Breathe, breathe, breathe.
“It’s what I want to do. It’s a starting place. Why are you always trying to make me into something I’m not? Why can’t you just be happy for me, for once?”

Empty air dangled between us, an impenetrable curtain separating two points of view. I pictured Mom slowly growing red from the neck up. “It’s a dead end, Allie. That’s why I can’t be happy about it. This . . . obsession of yours needs
to stop. It isn’t healthy. What happened to your father wasn’t your fault, and you have to stop trying to atone for it by . . . by . . . becoming him.”

“I’m becoming
me
.” Why couldn’t she understand? Why didn’t she ever see it? “And the real problem is that Lloyd doesn’t like
me
and he never has. I’m sorry I don’t fit in, Mom. I’m sorry to be such a disappointment.” I needed to just end the call before it got any worse. I knew I did, but I couldn’t push the button. I couldn’t stop hoping that, just this once, she’d say something more like Grandma Rita would have.
Run after your dreams while you’re still young, Allie. You’ve got all your life to settle down and start making compromises.

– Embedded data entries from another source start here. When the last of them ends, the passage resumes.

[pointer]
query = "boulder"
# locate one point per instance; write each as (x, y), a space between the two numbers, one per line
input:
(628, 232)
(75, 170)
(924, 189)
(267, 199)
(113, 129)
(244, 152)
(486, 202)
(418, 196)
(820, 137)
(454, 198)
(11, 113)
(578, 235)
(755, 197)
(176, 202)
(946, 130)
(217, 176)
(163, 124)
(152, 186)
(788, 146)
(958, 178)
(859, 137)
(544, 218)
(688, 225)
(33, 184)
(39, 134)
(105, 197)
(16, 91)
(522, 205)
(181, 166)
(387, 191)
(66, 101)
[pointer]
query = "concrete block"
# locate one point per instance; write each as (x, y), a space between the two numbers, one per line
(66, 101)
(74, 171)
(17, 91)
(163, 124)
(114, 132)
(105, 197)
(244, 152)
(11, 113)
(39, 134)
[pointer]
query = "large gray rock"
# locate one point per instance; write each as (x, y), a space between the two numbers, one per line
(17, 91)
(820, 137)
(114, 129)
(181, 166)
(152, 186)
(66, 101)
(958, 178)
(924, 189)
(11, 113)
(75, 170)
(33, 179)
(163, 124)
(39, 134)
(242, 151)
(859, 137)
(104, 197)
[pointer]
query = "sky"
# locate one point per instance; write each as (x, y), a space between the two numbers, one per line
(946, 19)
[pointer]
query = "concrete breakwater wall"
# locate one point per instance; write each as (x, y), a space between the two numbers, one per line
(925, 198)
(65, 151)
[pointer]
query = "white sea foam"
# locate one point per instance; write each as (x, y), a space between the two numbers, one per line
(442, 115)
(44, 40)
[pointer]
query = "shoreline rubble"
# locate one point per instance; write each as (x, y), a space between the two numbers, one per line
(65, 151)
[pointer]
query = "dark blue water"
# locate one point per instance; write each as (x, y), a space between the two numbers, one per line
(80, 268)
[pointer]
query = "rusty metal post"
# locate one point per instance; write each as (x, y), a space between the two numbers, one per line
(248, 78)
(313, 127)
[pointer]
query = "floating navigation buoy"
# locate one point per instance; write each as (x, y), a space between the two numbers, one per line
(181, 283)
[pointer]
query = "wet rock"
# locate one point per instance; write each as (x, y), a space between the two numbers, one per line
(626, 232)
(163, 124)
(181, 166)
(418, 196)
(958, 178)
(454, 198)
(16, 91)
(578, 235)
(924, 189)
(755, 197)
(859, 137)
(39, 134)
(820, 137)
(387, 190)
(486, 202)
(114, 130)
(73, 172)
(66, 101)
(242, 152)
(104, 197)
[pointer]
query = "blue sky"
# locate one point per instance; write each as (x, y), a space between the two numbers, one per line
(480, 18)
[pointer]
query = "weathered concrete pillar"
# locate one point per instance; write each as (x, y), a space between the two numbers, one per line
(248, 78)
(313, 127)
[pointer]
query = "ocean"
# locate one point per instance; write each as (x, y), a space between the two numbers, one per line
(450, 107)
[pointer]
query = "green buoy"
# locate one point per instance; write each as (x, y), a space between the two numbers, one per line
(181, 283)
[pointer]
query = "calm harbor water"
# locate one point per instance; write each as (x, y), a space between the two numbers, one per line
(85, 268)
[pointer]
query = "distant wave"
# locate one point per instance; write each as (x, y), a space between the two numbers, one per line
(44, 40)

My mother’s answer was a disgusted snort. “Don’t be melodramatic, Allie. For heaven’s sake, show some sense. Come home while there’s a still a good job available for you here. You do realize that Lloyd is doing you a tremendous favor? That he has stuck his neck out with the partners . . . for
you
? Thirty thousand dollars a year with your kind of qualifications is nothing to sneeze at, and if you’ll go back to school and
at least
get your paralegal . . .”

I couldn’t think of anything more dismal than spending the rest of my life in Lloyd’s office. “It’s just . . . not what I want.” My voice cracked, and even though I hated the weakness in it, I couldn’t muster anything stronger. When would I ever get past the point of wanting her approval? Of begging for it and ending up wounded when it didn’t happen? “I already committed to the job. I won’t be coming home.”